Spark 2 Workbook Answers Online

Add a short paragraph for each stage, explaining why you chose that API.

| Tip | How to Apply | |-----|--------------| | **Show Spark’s lazy evaluation** | Mention that transformations build a DAG, actions trigger execution. | | **Explain the physical plan** | Use `df.explain()` in a note to demonstrate understanding of shuffle, broadcast, etc. | | **State assumptions** | “Assume the input file fits in HDFS and each line is a UTF‑8 string.” | | **Edge‑case handling** | Talk about empty files, null values, or malformed CSV rows. | | **Performance hints** | Suggest `repartition` before a heavy shuffle or using `broadcast` for small lookup tables. | | **Testing** | Show a tiny local test (e.g., `sc.parallelize(["a b","b c"]).flatMap(...).collect()`). | | **Clean code** | Use meaningful variable names, consistent indentation, and short comments. |

# 2️⃣ Split lines into words and clean them words = lines.flatMap(lambda line: line.split()) \ .map(lambda w: w.lower().strip('.,!?"\'')) spark 2 workbook answers

- [ ] All code compiles/run on Spark 2.x (no 3.x‑only APIs). - [ ] Comments are present for every non‑obvious line. - [ ] You’ve referenced at least **one** Spark concept (lazy eval, shuffle, broadcast, etc.). - [ ] Edge cases are discussed. - [ ] The answer is written **in your own words** (no copy‑pasting from the internet).

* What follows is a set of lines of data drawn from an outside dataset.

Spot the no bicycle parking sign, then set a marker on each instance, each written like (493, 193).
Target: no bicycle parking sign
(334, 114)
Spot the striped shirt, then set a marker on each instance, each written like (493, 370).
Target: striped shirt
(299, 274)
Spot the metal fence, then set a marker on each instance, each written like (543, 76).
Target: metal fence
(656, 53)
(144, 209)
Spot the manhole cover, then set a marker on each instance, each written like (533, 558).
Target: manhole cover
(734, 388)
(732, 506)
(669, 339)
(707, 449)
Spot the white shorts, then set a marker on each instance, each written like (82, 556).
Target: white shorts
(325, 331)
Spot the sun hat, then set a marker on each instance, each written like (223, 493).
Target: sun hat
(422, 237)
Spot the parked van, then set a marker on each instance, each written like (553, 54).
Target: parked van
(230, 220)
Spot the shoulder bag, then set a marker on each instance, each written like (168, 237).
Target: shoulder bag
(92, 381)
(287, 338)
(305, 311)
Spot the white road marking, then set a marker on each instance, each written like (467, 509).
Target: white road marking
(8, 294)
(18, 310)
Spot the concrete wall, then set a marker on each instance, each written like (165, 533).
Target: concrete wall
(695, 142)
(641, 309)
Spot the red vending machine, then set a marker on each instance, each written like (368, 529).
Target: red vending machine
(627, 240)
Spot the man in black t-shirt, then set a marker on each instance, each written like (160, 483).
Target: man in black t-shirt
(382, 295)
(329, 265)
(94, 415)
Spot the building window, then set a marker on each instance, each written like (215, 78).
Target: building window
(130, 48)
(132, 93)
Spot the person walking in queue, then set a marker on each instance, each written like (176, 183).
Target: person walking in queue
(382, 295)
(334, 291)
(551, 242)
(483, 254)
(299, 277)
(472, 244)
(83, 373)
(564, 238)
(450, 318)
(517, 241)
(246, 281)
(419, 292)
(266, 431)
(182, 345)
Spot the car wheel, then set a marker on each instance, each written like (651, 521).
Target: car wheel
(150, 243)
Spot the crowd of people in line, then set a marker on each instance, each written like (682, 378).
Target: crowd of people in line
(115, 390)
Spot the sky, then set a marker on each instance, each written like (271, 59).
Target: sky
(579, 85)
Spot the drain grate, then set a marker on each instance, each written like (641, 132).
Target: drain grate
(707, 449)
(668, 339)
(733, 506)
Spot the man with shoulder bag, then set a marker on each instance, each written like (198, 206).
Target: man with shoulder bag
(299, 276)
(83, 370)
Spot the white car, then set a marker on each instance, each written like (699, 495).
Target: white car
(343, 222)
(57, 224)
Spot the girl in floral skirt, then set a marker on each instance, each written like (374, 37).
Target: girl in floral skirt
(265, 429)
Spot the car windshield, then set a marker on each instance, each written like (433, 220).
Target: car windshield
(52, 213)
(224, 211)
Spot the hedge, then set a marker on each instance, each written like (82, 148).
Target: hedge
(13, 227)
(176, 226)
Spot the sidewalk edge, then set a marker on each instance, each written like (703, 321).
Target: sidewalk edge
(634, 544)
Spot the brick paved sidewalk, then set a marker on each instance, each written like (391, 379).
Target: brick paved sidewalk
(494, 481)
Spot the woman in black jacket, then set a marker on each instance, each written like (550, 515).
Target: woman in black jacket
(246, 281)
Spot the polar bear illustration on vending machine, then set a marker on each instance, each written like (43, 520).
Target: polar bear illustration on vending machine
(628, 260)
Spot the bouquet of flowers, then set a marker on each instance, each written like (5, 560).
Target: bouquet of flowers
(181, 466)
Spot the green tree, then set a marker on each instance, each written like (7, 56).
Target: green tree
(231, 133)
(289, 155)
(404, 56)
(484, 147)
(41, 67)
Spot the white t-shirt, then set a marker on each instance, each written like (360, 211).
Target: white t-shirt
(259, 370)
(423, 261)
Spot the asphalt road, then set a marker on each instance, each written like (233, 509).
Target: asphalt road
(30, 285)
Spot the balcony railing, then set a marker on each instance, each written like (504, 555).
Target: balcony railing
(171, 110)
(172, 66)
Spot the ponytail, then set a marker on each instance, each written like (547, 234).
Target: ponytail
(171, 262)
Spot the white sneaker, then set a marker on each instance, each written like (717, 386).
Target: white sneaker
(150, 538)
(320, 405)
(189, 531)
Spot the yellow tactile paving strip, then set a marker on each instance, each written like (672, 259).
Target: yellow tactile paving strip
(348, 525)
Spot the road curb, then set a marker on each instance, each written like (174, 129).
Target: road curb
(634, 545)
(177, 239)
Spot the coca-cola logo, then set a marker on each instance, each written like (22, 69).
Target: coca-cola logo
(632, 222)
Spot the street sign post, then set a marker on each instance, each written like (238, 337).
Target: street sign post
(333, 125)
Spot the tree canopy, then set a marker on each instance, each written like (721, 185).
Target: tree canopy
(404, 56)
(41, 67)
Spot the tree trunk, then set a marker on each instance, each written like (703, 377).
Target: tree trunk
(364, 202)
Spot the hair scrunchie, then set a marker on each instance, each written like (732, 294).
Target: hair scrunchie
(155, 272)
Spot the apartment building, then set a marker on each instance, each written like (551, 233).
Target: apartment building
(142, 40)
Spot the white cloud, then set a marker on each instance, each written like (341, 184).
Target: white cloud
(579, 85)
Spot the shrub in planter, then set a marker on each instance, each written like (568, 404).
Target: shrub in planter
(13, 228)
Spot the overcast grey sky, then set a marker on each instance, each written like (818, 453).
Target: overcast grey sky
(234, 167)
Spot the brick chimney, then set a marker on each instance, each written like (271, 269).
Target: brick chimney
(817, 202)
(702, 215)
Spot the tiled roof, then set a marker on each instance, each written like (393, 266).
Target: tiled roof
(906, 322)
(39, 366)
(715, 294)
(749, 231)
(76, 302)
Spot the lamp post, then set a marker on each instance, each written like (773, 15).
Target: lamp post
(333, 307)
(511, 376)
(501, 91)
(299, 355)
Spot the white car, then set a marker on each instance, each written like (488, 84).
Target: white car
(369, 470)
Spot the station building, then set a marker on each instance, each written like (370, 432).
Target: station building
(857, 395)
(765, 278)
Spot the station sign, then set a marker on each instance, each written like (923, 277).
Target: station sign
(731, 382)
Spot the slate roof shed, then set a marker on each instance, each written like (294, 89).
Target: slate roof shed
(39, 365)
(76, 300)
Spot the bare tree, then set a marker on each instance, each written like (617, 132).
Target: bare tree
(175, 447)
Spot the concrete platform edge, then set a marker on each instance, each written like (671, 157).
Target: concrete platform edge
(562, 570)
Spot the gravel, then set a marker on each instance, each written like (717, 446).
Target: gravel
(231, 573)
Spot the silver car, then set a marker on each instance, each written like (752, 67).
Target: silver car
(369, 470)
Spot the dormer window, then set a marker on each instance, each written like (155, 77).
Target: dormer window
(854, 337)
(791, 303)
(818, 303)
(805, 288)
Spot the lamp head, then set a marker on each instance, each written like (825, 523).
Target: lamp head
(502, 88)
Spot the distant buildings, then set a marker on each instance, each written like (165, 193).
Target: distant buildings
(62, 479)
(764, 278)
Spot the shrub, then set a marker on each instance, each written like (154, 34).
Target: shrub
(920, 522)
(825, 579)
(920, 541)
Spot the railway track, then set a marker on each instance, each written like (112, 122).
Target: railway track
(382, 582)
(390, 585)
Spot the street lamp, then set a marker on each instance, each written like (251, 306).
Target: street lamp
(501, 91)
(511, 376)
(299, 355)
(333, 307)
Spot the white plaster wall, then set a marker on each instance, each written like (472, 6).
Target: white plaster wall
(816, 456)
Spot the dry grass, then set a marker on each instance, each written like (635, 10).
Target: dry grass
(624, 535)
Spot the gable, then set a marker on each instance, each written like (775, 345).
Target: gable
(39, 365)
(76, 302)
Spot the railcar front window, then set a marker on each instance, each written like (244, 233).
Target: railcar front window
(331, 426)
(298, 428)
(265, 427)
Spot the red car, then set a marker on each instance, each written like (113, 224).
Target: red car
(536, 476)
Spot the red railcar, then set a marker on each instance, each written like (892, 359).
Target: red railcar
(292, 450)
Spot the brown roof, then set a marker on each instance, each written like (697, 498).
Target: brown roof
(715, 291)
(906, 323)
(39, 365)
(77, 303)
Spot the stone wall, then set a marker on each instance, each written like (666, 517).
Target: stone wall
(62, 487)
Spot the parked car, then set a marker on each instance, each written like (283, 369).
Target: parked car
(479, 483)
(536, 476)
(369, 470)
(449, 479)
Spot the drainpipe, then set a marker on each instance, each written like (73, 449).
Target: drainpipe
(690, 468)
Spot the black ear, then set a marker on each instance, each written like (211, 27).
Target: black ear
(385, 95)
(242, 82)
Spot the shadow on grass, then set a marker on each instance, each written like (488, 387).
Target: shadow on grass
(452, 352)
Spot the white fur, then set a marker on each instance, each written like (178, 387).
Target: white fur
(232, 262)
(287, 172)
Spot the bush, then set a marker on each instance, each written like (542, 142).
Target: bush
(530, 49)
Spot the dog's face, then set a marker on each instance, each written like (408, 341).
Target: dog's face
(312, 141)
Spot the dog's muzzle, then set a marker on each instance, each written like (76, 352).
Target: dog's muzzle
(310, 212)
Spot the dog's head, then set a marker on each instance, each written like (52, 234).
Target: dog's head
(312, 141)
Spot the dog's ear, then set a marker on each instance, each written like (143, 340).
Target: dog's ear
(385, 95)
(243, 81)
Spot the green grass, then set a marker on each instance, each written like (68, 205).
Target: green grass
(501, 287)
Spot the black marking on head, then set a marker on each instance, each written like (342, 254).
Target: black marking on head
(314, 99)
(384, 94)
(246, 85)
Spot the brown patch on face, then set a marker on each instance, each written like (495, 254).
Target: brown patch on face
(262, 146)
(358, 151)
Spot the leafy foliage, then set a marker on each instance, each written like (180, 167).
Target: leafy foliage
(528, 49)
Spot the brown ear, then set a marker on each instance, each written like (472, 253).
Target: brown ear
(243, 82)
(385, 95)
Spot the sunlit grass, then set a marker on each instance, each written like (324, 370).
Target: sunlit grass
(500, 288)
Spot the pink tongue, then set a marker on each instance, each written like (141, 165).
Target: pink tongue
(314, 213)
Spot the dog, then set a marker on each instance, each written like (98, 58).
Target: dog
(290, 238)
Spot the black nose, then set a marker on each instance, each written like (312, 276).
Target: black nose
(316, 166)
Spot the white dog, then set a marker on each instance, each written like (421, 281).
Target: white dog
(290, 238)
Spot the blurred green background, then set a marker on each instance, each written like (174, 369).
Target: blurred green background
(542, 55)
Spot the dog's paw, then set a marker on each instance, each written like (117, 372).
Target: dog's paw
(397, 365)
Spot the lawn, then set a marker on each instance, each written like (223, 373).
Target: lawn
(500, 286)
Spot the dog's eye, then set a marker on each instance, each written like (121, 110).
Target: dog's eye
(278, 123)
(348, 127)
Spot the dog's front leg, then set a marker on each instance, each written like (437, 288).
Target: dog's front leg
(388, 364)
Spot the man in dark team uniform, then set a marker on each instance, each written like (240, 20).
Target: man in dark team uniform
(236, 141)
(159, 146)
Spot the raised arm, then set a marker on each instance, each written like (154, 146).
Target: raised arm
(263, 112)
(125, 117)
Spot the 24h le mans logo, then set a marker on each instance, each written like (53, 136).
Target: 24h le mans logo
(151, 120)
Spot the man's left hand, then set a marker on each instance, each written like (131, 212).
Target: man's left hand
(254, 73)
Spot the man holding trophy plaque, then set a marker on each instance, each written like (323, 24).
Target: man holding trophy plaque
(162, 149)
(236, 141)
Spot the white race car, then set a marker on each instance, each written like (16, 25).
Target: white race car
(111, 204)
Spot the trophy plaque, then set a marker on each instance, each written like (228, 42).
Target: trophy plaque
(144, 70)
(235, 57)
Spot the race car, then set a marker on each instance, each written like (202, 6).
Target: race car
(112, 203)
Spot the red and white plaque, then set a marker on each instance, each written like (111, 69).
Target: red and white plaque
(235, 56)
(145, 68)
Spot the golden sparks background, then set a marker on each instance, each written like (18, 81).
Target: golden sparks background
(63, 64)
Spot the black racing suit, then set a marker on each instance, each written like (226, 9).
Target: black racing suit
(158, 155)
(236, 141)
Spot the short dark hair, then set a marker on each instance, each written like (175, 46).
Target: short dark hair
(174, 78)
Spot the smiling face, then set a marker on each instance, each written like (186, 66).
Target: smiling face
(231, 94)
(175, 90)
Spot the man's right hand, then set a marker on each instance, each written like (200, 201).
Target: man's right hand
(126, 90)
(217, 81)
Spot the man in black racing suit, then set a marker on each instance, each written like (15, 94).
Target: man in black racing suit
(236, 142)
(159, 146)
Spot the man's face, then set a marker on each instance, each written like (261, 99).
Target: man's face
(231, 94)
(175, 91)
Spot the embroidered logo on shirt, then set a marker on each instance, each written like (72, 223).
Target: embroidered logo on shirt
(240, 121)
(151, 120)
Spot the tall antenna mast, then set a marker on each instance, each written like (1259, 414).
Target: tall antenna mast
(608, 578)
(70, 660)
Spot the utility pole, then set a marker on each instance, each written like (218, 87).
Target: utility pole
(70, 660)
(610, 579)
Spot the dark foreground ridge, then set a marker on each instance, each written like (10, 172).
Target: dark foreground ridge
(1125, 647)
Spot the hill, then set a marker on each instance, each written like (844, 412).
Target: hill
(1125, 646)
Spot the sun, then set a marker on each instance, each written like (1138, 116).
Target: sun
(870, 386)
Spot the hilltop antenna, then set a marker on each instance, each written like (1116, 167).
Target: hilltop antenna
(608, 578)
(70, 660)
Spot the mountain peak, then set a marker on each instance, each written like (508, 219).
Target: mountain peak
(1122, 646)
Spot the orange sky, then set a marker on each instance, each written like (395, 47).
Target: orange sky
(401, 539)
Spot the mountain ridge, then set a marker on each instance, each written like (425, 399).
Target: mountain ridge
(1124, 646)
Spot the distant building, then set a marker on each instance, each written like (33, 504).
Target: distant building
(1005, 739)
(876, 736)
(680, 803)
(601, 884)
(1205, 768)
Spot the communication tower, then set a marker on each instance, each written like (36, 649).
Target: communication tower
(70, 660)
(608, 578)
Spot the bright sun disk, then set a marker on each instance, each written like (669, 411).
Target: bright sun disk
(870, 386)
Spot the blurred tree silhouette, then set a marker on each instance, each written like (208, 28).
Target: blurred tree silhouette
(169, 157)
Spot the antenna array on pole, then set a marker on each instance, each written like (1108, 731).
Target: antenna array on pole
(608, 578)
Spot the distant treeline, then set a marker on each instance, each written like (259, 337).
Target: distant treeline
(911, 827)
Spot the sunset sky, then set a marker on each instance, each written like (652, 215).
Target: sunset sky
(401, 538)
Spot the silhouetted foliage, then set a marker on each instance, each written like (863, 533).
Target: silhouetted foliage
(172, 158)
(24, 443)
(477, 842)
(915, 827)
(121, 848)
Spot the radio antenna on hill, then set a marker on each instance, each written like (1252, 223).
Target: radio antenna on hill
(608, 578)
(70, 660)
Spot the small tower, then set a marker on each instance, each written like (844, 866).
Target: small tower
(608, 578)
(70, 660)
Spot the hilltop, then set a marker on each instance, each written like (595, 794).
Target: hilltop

## 6. Quick Reference Cheatsheet (Spark 2.4) Add a short paragraph for each stage, explaining

– bulk HTTP calls:

sc = SparkContext(appName="WordCount") lines = sc.textFile("hdfs:///data/myfile.txt") | | **State assumptions** | “Assume the input

## 7. Putting It All Together – A Mini‑Project Blueprint

# 3️⃣ Keep only unique words distinct_words = words.distinct()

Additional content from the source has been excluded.